I wrote a macro to download data from a website, after the website is fully loaded, it will scrap the data by the html tag, however, sometimes the data is incorrectly scraped due to unknown error, I want to add a checking after each variant 'x' completed, e.g. If the activesheet contains the word "中报",then go back to the step "'Select the Report Type" to re-do the scraping. Also, I know some of the variables/data types are not set at the very beginning. Could anyone help to solve this? Thanks in advance!
Sub GetFinanceData()
Dim x As Variant
Dim IE As Object
For x = 1 To 1584
Dim URL As String, elemCollection As Object
Dim t As Integer, r As Integer, c As Integer
Worksheets("Stocks").Select
Worksheets("Stocks").Activate
'Open IE and Go to the Website
'URL = "http://stock.finance.sina.com.cn/hkstock/finance/00001.html"
URL = Cells(x, 1)
Set IE = CreateObject("InternetExplorer.Application")
With IE
.navigate URL
.Visible = False
Do While .Busy = True Or .readyState <> 4
Loop
DoEvents
Worksheets.Add(After:=Worksheets(Worksheets.Count)).Name = _
ThisWorkbook.Worksheets("Stocks").Range("B" & x).Value 'You could even simplify it and just state the name as Cells(x,2)
'Select the Report Type
Set selectItems = IE.Document.getElementsByTagName("select")
For Each i In selectItems
i.Value = "zero"
i.FireEvent ("onchange")
Application.Wait (Now + TimeValue("0:00:05"))
Next i
Do While .Busy: DoEvents: Loop
ActiveSheet.Range("A1:K2000").ClearContents
ActiveSheet.Range("A1").Value = .Document.getElementsByTagName("h1")(0).innerText
ActiveSheet.Range("B1").Value = .Document.getElementsByTagName("em")(0).innerText
ActiveSheet.Range("A4").Value = Worksheets("Stocks").Cells(1, 4)
'Find and Get Table Data
tblNameArr = Array(Worksheets("Stocks").Cells(2, 4), Worksheets("Stocks").Cells(3, 4), Worksheets("Stocks").Cells(4, 4), Worksheets("Stocks").Cells(5, 4))
tblStartRow = 6
Set elemCollection = .Document.getElementsByTagName("TABLE")

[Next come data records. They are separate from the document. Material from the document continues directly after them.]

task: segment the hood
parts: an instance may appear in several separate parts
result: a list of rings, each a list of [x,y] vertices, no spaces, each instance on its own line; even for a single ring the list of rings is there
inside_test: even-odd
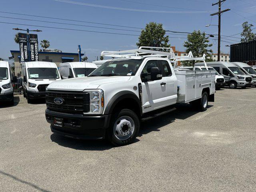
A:
[[[101,85],[116,82],[124,82],[129,76],[85,77],[67,79],[53,82],[47,88],[54,90],[82,91],[85,89],[96,89]]]

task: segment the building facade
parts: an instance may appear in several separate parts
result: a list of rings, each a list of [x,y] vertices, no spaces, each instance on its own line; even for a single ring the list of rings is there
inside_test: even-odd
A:
[[[212,53],[211,58],[214,61],[218,60],[218,53]],[[220,61],[226,61],[229,62],[230,60],[229,54],[220,53]]]

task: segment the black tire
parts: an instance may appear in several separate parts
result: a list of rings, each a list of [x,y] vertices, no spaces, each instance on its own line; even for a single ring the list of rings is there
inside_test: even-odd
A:
[[[116,130],[117,129],[118,126],[119,127],[122,126],[122,125],[120,124],[122,123],[121,121],[126,120],[126,117],[128,117],[129,119],[132,119],[133,121],[133,124],[134,125],[134,127],[133,127],[134,128],[134,130],[132,132],[131,130],[132,129],[131,129],[131,127],[128,126],[127,124],[126,125],[125,124],[125,121],[122,121],[123,122],[123,127],[124,127],[124,126],[126,126],[127,130],[126,132],[125,132],[125,131],[123,132],[123,130],[121,130],[121,132],[123,133],[125,133],[125,133],[128,133],[127,134],[130,133],[130,134],[128,134],[127,136],[126,136],[128,137],[127,138],[125,138],[124,136],[120,135],[120,133],[118,133],[118,132]],[[124,118],[124,119],[121,120],[121,121],[119,120],[119,122],[118,123],[118,120],[122,118]],[[128,120],[127,119],[126,120],[129,122]],[[132,123],[130,125],[131,125],[132,124]],[[122,146],[130,144],[134,141],[138,135],[140,130],[140,120],[137,114],[129,109],[122,109],[119,112],[114,114],[112,116],[110,126],[107,132],[107,138],[110,142],[116,146]],[[114,130],[115,128],[116,129]],[[114,131],[115,133],[114,133]],[[120,138],[122,136],[124,137],[122,140],[118,139],[118,135],[120,136]]]
[[[236,89],[237,87],[237,84],[234,82],[231,82],[228,84],[228,86],[230,89]]]

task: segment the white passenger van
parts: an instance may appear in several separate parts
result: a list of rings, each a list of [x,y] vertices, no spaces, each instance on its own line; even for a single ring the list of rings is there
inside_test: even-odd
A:
[[[60,64],[62,79],[87,76],[97,68],[95,64],[87,62],[70,62]]]
[[[205,71],[207,70],[212,70],[215,72],[215,89],[220,89],[221,87],[225,86],[225,79],[224,77],[220,75],[213,67],[208,66],[207,68],[204,66],[203,63],[200,63],[204,65],[202,66],[195,66],[194,70],[195,71]]]
[[[226,84],[231,89],[237,87],[245,88],[252,85],[252,77],[245,74],[237,66],[229,62],[214,61],[207,62],[208,66],[213,67],[218,73],[224,77]],[[195,66],[202,65],[197,63]]]
[[[17,82],[17,77],[12,79],[9,62],[0,61],[0,102],[8,102],[13,105],[13,88],[12,82]]]
[[[21,72],[24,96],[28,103],[31,99],[45,98],[47,86],[61,79],[56,64],[50,62],[26,62]]]
[[[256,86],[256,71],[250,65],[241,62],[232,62],[244,73],[250,75],[252,78],[252,85]]]

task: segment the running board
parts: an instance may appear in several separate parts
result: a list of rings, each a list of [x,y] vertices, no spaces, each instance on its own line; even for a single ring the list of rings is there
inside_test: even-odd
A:
[[[167,113],[170,113],[170,112],[172,112],[172,111],[176,110],[176,109],[176,109],[176,108],[174,108],[172,109],[166,110],[166,111],[164,111],[159,113],[157,113],[156,114],[151,114],[151,115],[149,115],[149,116],[142,118],[142,119],[141,119],[141,121],[147,121],[148,120],[149,120],[150,119],[151,119],[155,117],[158,117],[161,115],[166,114]]]

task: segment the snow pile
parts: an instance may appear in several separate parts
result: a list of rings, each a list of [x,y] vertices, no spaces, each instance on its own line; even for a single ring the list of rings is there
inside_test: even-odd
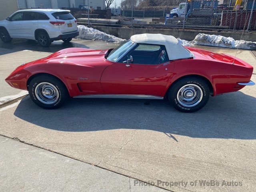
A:
[[[232,37],[221,35],[199,33],[195,39],[189,42],[192,44],[243,49],[256,49],[256,42],[244,40],[235,40]]]
[[[79,32],[79,35],[77,38],[80,39],[116,43],[121,43],[126,40],[84,25],[78,25],[77,27]]]

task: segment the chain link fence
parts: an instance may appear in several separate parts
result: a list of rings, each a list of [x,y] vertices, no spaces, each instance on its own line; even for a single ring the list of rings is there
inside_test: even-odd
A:
[[[20,9],[68,9],[91,24],[256,31],[256,0],[17,0]]]

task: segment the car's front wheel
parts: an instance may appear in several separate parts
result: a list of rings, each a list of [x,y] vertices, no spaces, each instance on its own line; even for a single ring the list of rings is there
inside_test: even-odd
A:
[[[46,109],[60,107],[69,96],[65,85],[58,78],[50,76],[36,76],[28,86],[29,95],[38,106]]]
[[[65,43],[68,43],[70,42],[71,40],[72,40],[72,38],[71,37],[69,38],[66,38],[66,39],[62,39],[62,40]]]
[[[206,104],[210,96],[209,86],[202,79],[185,78],[174,82],[168,97],[172,106],[182,112],[197,111]]]
[[[12,40],[7,30],[4,28],[0,29],[0,38],[5,43],[10,42]]]
[[[37,40],[39,44],[44,47],[48,47],[52,44],[52,41],[48,34],[44,31],[41,31],[38,34]]]

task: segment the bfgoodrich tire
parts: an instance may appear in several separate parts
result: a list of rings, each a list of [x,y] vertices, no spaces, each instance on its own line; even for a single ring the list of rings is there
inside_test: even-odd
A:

For t = 0 To elemCollection.Length - 1
For r = 0 To (elemCollection(t).Rows.Length - 1)
For c = 0 To (elemCollection(t).Rows(r).Cells.Length - 1)
ActiveSheet.Cells(r + tblStartRow, c + 1) = elemCollection(t).Rows(r).Cells(c).innerText
Next c
Next r
ActiveSheet.Cells(r + tblStartRow + 2, 1) = tblNameArr(t)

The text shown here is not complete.